Design of bispecific short-hairpin siRNA constructs

The bispecific short-hairpin siRNA constructs contained 2 shRNAs, separated by a spacer sequence. We experimented with 2 different spacer sequences: UUCAACUU (Anderson et al., 2003) and UUCAAGAGA (Anderson et al., 2003). The shRNA constructs were targeted against sequences in the influenza A virus NP gene (ANP-1496) and the influenza B virus NP gene (BNP-52). To construct the bispecific short-hairpin siRNA expression cassette, the following DNA oligonucleotides were synthesized: AB1sh, 5′-cGGATCTTATTTCTTCGGAGttcaacttCTCCGA AGAAATAAGATCCTTCAACTTCCAGAAGAAACAAC TTCTGttcaacttCAGAAGTTGTTTCTTCTGGTTTTTg-3′ (sense) and 3′-catggCCTAGAATAAAGAAGCCTCaac ttgaaGAGGCTTCTTTATTCTAGGAAGGTCTTGG TCTTCTTTGTTGAAGACaacttgaaGTCTTCAACAA AGAAGACCAAAAAcctag-5′ (antisense); AB2sh, 5′-cGGATCTTATTTCTTCGGAGttcaagagaCTCCGA AGAAATAAGATCCTTCAAGAGACCAGAAGAAACAA CTTCTGttcaagagaCAGAAGTTGTTTCTTCTGGTTTTTg-3′ (sense) and 3′-catggCCTAGAATAAAGAAGCCTCaagttctc tGAGGCTTCTTTATTCTAGGAAGGTCTTGGTCTTCTT TGTTGAAGACaagttctctGTCTTCAACAAAGAAGACC AAAAAcctag-5′ (antisense). The DNA oligonucleotides were annealed at 95°C for 5 minutes and incubated at room temperature for 10 minutes.

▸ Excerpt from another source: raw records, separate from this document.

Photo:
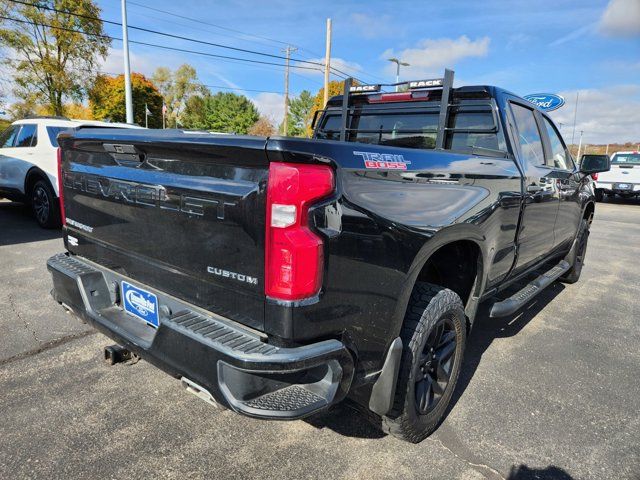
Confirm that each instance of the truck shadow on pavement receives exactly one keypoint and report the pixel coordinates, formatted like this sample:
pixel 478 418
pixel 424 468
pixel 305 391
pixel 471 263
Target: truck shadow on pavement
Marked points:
pixel 523 472
pixel 17 225
pixel 342 420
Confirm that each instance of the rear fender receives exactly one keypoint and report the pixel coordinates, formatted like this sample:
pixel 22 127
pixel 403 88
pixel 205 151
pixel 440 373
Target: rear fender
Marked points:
pixel 466 232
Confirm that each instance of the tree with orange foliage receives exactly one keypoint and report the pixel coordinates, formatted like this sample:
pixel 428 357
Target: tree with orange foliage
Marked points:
pixel 107 100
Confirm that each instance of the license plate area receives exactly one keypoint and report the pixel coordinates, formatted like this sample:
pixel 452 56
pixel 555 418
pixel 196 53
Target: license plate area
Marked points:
pixel 140 303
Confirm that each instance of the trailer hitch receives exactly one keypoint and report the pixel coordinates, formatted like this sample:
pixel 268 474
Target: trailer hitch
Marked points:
pixel 118 354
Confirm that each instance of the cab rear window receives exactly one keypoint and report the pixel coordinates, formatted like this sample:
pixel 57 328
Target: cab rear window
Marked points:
pixel 626 159
pixel 468 128
pixel 53 132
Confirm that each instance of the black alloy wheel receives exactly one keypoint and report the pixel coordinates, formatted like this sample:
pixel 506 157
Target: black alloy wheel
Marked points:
pixel 435 366
pixel 44 205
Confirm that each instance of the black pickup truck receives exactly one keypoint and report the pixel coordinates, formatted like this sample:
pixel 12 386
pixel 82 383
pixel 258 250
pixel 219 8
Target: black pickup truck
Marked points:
pixel 277 276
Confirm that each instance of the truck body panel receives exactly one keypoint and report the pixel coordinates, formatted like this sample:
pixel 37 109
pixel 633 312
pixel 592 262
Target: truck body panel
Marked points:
pixel 185 217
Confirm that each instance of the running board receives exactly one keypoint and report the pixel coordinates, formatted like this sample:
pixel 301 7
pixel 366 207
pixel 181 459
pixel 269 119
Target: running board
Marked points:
pixel 522 297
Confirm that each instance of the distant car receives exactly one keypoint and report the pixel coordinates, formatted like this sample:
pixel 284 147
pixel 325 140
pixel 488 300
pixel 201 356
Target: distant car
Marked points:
pixel 623 179
pixel 28 165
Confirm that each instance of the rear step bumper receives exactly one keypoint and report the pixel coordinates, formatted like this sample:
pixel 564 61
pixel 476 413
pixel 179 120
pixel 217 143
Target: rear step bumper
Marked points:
pixel 235 365
pixel 523 296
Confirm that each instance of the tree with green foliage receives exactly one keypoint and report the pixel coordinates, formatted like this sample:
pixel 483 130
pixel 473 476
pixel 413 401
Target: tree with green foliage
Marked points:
pixel 223 112
pixel 262 128
pixel 299 115
pixel 57 53
pixel 177 88
pixel 107 100
pixel 194 112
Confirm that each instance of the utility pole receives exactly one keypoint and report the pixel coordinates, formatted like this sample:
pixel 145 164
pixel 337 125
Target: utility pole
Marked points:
pixel 287 51
pixel 579 145
pixel 127 69
pixel 398 63
pixel 327 62
pixel 575 116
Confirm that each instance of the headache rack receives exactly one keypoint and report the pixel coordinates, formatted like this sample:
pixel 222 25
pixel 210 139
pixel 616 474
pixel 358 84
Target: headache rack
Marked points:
pixel 444 85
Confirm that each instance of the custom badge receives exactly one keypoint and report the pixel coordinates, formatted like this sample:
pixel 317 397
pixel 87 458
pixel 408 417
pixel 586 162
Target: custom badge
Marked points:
pixel 383 161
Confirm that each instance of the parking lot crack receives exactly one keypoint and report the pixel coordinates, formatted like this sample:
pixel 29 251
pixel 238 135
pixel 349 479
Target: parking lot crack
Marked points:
pixel 14 309
pixel 489 472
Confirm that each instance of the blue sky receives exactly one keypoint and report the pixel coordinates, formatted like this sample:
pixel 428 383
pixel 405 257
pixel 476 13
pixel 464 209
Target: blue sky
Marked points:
pixel 561 46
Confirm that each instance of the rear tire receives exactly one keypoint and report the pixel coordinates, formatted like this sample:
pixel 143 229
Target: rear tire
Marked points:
pixel 45 205
pixel 573 275
pixel 599 194
pixel 433 337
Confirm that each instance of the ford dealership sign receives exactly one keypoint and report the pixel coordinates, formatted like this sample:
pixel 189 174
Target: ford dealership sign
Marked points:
pixel 545 101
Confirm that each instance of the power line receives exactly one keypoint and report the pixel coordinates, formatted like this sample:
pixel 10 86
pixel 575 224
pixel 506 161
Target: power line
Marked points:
pixel 203 22
pixel 170 35
pixel 164 47
pixel 166 12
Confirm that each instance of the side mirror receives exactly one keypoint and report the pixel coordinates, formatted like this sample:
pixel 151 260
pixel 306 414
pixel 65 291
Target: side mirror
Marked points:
pixel 594 164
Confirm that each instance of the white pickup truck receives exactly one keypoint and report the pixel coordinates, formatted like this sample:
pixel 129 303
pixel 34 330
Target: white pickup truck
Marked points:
pixel 623 179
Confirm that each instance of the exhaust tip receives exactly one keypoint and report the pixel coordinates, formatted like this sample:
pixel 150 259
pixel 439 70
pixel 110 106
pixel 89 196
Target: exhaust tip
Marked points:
pixel 199 391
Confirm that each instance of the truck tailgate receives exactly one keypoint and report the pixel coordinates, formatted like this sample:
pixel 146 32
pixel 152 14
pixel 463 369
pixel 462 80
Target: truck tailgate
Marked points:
pixel 184 213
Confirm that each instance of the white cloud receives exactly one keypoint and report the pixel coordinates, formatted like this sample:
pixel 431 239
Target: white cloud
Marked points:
pixel 621 18
pixel 270 105
pixel 573 35
pixel 430 56
pixel 114 63
pixel 608 115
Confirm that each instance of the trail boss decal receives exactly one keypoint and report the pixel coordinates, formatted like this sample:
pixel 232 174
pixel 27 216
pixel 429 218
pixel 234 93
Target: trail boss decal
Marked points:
pixel 383 161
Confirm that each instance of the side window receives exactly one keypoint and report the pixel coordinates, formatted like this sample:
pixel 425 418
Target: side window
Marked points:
pixel 27 136
pixel 559 156
pixel 528 135
pixel 8 137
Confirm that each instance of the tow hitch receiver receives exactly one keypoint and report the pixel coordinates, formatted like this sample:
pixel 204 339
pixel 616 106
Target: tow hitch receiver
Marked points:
pixel 117 354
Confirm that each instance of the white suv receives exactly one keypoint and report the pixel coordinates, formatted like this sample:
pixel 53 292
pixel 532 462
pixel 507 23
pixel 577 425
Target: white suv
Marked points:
pixel 28 163
pixel 623 179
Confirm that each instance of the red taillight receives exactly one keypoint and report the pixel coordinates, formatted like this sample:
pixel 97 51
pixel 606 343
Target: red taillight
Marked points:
pixel 60 190
pixel 294 254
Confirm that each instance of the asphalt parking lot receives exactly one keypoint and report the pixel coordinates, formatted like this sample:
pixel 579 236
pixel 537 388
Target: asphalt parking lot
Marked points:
pixel 551 392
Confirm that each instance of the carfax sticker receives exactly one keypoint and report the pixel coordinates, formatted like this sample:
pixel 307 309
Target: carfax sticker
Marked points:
pixel 383 161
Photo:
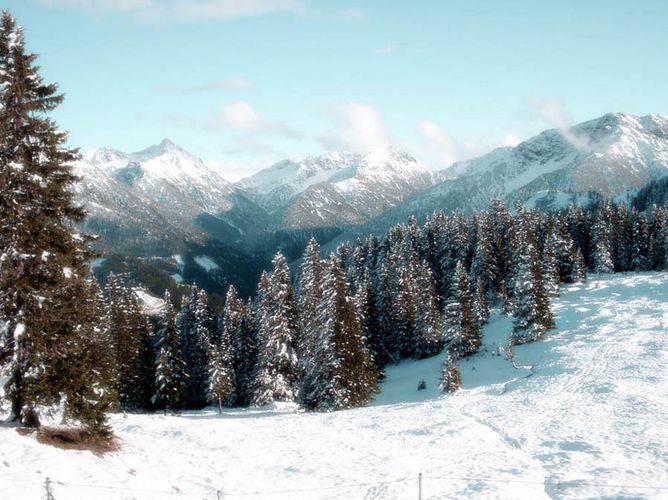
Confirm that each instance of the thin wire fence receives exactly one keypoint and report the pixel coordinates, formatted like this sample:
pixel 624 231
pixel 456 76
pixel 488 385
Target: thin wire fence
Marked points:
pixel 52 487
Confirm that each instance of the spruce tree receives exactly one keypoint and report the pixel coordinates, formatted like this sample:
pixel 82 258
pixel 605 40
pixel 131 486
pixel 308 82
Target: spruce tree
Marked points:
pixel 45 307
pixel 245 356
pixel 533 315
pixel 310 290
pixel 342 374
pixel 428 324
pixel 278 334
pixel 450 377
pixel 170 373
pixel 461 329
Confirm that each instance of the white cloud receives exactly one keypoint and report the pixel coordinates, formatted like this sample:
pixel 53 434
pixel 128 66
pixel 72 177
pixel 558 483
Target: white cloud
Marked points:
pixel 227 84
pixel 554 113
pixel 183 11
pixel 234 171
pixel 511 140
pixel 359 128
pixel 384 50
pixel 240 115
pixel 441 149
pixel 353 14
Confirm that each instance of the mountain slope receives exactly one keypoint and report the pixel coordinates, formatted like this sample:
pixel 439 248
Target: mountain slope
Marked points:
pixel 337 188
pixel 609 155
pixel 589 423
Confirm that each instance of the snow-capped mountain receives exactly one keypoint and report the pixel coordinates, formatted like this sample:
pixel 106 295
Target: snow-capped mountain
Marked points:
pixel 154 198
pixel 337 188
pixel 610 155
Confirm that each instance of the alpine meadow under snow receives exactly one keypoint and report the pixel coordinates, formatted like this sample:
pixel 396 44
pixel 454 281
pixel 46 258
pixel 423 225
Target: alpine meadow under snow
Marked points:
pixel 581 415
pixel 349 325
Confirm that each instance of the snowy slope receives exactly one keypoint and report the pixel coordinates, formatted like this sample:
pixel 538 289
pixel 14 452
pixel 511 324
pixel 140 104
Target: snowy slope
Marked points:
pixel 610 155
pixel 582 417
pixel 152 200
pixel 337 188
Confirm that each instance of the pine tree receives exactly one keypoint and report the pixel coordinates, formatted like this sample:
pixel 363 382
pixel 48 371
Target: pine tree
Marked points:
pixel 170 370
pixel 224 350
pixel 428 324
pixel 310 290
pixel 44 265
pixel 366 304
pixel 450 377
pixel 602 257
pixel 462 330
pixel 342 374
pixel 195 324
pixel 480 303
pixel 278 335
pixel 533 315
pixel 245 356
pixel 126 343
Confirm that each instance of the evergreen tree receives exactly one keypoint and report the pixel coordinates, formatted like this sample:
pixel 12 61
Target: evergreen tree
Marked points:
pixel 45 307
pixel 602 258
pixel 310 290
pixel 462 330
pixel 533 315
pixel 278 334
pixel 366 304
pixel 480 304
pixel 170 373
pixel 245 357
pixel 195 324
pixel 342 374
pixel 450 377
pixel 428 325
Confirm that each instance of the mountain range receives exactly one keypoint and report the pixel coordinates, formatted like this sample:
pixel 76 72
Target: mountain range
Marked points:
pixel 165 207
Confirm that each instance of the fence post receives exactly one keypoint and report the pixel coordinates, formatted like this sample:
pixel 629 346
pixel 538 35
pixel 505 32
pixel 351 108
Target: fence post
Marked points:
pixel 47 486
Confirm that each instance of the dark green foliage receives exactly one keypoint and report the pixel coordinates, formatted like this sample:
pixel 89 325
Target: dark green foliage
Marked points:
pixel 48 307
pixel 170 373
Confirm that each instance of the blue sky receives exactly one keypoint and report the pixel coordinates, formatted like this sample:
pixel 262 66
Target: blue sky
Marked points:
pixel 243 84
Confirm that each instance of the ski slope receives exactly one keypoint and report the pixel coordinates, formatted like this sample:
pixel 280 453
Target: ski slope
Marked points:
pixel 583 415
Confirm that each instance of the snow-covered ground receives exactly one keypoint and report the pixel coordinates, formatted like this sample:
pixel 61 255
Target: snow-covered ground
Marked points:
pixel 583 416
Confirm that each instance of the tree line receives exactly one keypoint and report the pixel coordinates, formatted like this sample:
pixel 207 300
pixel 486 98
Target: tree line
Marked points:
pixel 322 339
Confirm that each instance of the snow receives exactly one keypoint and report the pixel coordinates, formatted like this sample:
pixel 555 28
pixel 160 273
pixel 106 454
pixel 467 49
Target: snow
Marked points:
pixel 583 416
pixel 206 263
pixel 151 305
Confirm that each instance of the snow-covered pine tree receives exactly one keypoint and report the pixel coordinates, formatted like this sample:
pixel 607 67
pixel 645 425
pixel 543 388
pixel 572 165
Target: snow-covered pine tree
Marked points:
pixel 483 267
pixel 461 329
pixel 640 242
pixel 194 323
pixel 278 335
pixel 480 303
pixel 533 315
pixel 342 374
pixel 550 265
pixel 141 325
pixel 428 323
pixel 366 304
pixel 224 351
pixel 245 356
pixel 44 266
pixel 310 290
pixel 579 268
pixel 602 258
pixel 170 373
pixel 125 342
pixel 450 377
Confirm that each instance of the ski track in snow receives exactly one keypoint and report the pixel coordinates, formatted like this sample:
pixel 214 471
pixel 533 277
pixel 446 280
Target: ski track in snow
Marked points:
pixel 585 407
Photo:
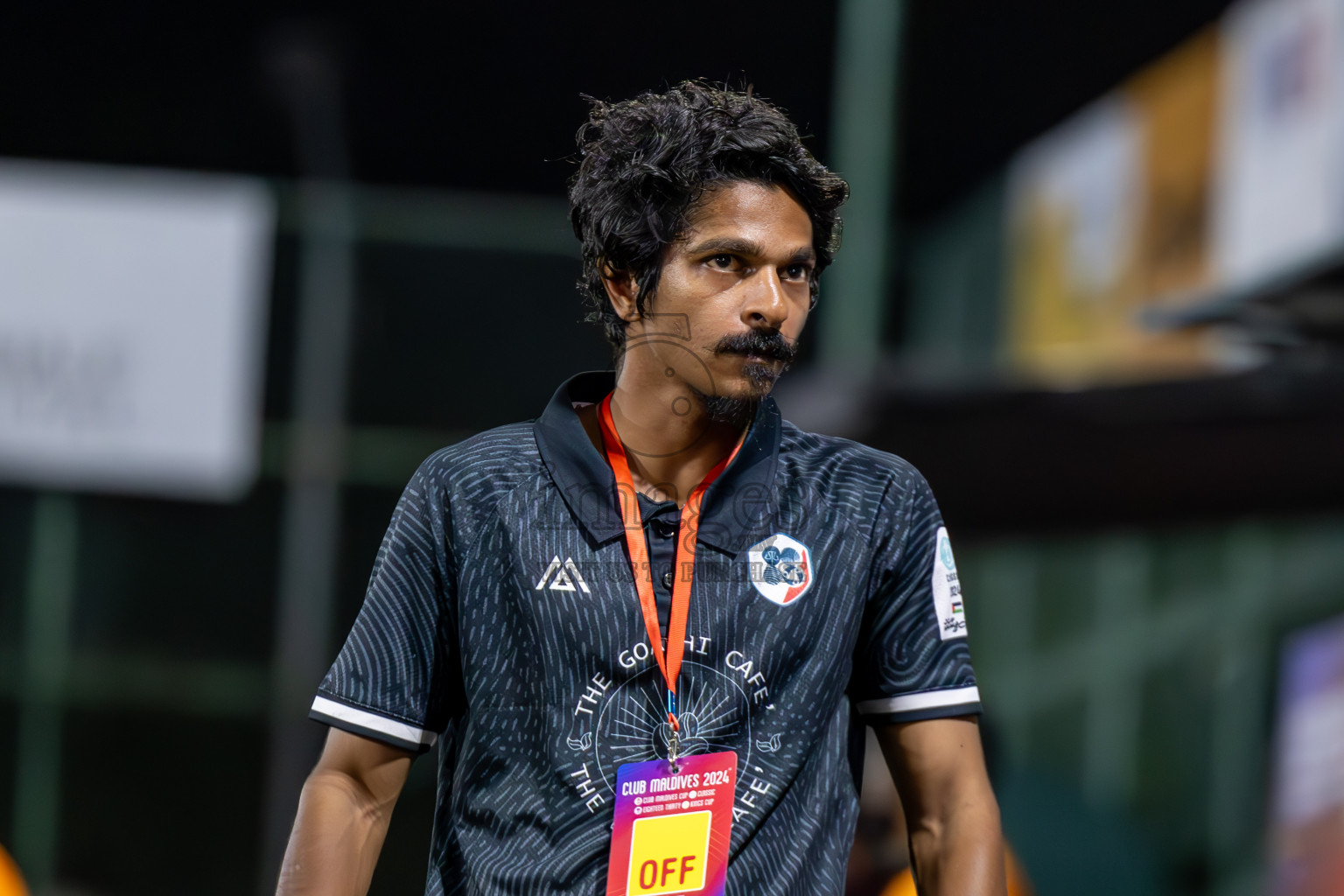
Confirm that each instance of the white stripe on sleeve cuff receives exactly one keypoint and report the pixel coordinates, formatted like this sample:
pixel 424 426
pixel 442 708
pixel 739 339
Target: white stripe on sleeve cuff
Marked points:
pixel 927 700
pixel 399 730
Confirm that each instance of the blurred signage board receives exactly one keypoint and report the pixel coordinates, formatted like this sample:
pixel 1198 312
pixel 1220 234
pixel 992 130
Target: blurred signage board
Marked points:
pixel 1230 155
pixel 1105 213
pixel 1306 808
pixel 1280 195
pixel 132 320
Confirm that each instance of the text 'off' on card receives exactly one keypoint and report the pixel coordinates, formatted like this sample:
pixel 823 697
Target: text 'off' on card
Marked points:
pixel 671 830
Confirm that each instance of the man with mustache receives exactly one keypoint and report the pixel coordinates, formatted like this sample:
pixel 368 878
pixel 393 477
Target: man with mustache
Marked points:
pixel 554 599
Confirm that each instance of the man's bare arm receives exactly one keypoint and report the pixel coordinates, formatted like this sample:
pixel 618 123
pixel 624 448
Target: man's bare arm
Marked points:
pixel 956 841
pixel 343 816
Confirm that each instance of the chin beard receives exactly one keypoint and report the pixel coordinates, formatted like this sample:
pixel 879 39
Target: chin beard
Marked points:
pixel 737 413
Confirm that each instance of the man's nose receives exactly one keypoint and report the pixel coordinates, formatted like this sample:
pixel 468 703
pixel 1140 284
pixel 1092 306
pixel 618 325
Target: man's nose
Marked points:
pixel 765 304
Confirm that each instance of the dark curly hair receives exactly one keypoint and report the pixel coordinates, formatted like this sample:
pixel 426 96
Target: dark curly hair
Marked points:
pixel 647 163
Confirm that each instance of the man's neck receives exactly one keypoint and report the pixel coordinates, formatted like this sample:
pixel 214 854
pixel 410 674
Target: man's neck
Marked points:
pixel 669 442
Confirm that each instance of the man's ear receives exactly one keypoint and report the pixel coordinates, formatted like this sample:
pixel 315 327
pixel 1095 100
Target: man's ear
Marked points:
pixel 622 291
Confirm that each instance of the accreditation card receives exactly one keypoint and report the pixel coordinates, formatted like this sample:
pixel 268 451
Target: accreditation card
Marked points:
pixel 671 832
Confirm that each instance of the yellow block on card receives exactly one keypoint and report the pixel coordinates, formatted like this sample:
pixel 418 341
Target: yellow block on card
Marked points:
pixel 668 853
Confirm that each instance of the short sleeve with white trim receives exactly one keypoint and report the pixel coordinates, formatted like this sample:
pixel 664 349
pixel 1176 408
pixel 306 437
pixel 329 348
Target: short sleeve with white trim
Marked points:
pixel 912 662
pixel 394 680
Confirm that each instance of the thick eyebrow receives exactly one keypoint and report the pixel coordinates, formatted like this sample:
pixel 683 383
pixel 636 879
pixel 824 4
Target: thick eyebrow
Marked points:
pixel 747 248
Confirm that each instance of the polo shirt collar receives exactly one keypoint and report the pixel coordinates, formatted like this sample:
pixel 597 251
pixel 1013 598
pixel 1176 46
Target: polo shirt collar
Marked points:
pixel 734 506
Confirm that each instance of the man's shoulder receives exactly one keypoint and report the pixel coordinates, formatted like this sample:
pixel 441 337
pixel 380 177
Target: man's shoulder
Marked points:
pixel 840 459
pixel 479 468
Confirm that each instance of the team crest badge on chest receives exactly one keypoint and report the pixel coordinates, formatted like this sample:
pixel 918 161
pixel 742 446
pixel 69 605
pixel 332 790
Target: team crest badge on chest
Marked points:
pixel 781 569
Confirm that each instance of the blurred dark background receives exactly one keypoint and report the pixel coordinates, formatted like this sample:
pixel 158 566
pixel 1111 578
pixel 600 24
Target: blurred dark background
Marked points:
pixel 1138 539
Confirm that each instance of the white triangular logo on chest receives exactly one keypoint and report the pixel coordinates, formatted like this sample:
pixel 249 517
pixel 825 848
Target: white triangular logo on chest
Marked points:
pixel 562 577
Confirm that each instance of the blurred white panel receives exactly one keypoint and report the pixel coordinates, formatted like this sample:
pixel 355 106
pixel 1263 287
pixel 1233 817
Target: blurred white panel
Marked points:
pixel 1278 195
pixel 132 318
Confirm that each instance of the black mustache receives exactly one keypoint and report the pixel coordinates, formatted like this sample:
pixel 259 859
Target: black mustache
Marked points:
pixel 765 343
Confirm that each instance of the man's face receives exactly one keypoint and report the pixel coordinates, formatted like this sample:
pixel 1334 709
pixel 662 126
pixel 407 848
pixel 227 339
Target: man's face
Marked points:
pixel 732 294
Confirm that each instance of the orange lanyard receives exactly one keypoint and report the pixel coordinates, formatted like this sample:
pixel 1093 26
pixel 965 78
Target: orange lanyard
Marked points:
pixel 639 549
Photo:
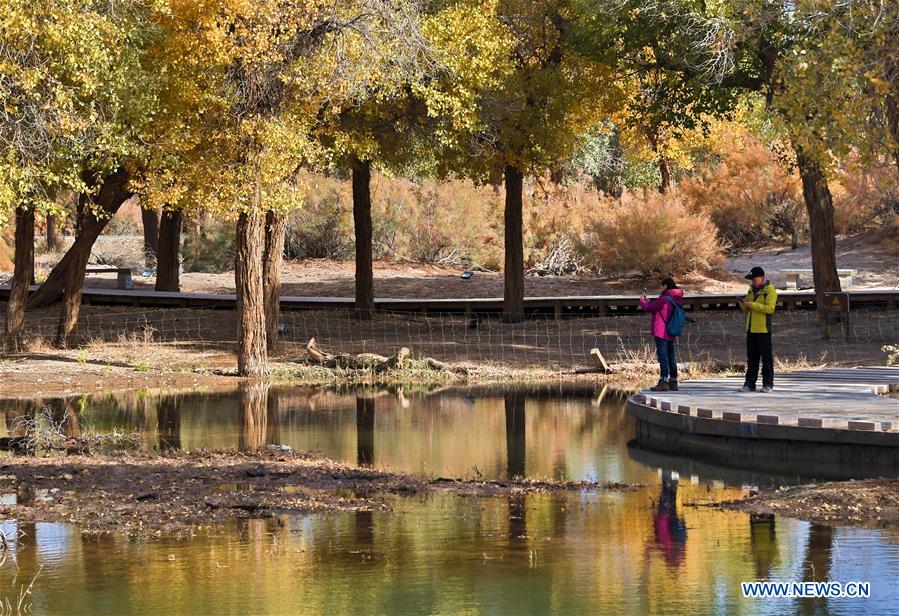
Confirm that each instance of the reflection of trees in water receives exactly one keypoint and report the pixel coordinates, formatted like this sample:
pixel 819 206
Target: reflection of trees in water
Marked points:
pixel 18 414
pixel 763 542
pixel 275 417
pixel 253 409
pixel 515 436
pixel 518 522
pixel 364 527
pixel 365 430
pixel 168 422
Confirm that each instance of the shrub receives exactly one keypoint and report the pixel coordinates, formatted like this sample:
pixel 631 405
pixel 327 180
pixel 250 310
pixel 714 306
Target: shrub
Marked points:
pixel 654 235
pixel 127 220
pixel 749 197
pixel 319 230
pixel 7 247
pixel 209 246
pixel 865 196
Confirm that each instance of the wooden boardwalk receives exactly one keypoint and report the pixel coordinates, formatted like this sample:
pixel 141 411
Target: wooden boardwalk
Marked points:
pixel 842 399
pixel 586 305
pixel 838 423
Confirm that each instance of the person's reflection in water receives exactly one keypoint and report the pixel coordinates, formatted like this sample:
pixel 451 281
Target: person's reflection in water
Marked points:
pixel 816 567
pixel 365 431
pixel 518 521
pixel 670 529
pixel 168 422
pixel 253 408
pixel 515 441
pixel 763 542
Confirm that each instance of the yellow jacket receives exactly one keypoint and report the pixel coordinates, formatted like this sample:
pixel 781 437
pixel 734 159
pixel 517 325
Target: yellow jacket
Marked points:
pixel 761 307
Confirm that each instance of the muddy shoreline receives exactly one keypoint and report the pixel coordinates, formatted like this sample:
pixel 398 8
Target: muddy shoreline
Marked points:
pixel 871 503
pixel 146 495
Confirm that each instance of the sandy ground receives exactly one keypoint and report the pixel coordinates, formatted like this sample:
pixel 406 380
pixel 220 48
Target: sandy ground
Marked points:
pixel 878 267
pixel 873 503
pixel 144 494
pixel 37 375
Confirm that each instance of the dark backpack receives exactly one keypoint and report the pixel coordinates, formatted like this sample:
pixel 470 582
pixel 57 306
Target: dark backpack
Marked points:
pixel 675 324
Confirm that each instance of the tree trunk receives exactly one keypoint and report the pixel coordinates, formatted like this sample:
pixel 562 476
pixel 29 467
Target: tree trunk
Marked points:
pixel 168 265
pixel 150 218
pixel 893 122
pixel 665 172
pixel 112 194
pixel 54 239
pixel 365 294
pixel 253 415
pixel 252 358
pixel 665 181
pixel 513 288
pixel 275 230
pixel 73 279
pixel 610 180
pixel 819 204
pixel 22 275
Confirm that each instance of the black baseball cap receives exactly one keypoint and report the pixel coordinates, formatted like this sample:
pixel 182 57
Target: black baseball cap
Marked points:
pixel 755 272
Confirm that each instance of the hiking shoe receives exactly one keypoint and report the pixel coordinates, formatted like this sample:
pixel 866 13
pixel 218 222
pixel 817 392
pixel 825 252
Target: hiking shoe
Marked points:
pixel 660 386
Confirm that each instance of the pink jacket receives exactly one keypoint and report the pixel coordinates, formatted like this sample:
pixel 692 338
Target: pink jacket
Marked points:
pixel 662 310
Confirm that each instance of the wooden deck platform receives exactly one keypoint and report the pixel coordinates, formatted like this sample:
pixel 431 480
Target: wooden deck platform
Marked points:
pixel 586 305
pixel 842 420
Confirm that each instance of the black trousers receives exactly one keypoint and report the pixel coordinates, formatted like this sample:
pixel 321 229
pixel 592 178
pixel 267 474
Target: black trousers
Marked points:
pixel 758 347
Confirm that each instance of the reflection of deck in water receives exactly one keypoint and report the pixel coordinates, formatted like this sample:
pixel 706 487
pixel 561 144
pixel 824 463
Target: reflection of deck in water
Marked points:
pixel 819 423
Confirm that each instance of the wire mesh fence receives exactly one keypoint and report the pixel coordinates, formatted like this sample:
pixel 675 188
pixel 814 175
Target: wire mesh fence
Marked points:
pixel 536 341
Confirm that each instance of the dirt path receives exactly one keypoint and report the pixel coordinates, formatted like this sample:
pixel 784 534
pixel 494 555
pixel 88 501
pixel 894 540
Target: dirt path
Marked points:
pixel 151 495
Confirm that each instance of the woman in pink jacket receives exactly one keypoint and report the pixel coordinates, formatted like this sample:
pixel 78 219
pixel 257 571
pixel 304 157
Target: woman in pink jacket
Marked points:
pixel 662 310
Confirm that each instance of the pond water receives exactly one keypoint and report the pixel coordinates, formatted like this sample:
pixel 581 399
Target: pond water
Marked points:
pixel 653 550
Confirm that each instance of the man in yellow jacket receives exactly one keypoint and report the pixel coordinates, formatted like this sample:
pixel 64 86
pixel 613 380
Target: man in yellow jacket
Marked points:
pixel 759 304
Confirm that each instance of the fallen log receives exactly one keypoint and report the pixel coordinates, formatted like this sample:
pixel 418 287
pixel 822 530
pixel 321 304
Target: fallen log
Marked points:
pixel 362 361
pixel 371 361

The annealed oligonucleotides were cloned into the KpnI and BamHI cloning sites in the pSV2neo-U6 vector driven by the human U6 promoter.

Inhibition of influenza virus replication by shRNA-expressing plasmid

MDCK cells were plated at 2.5 × 10⁵ cells/well in a 6-well plate and cultured for 24 hours. Each shRNA expressing plasmid (1 µg) was transfected with the FuGENE6 transfection reagent (Roche Diagnostics, Basel, Switzerland). After 8 hours, the MDCK cells were washed with phosphate-buffered saline (PBS) and infected with A/PR/8/34 or B/Ibaraki at a multiplicity of infection (moi) of 0.01 at 37°C for 1 hours. After infection, the cells were washed with PBS and cultured in MEM containing 0.5% heat-inactivated FBS and 4 µg/mL trypsin (Invitrogen) for 3 days. The culture supernatants were harvested, and the virus titers were determined by a plaque assay.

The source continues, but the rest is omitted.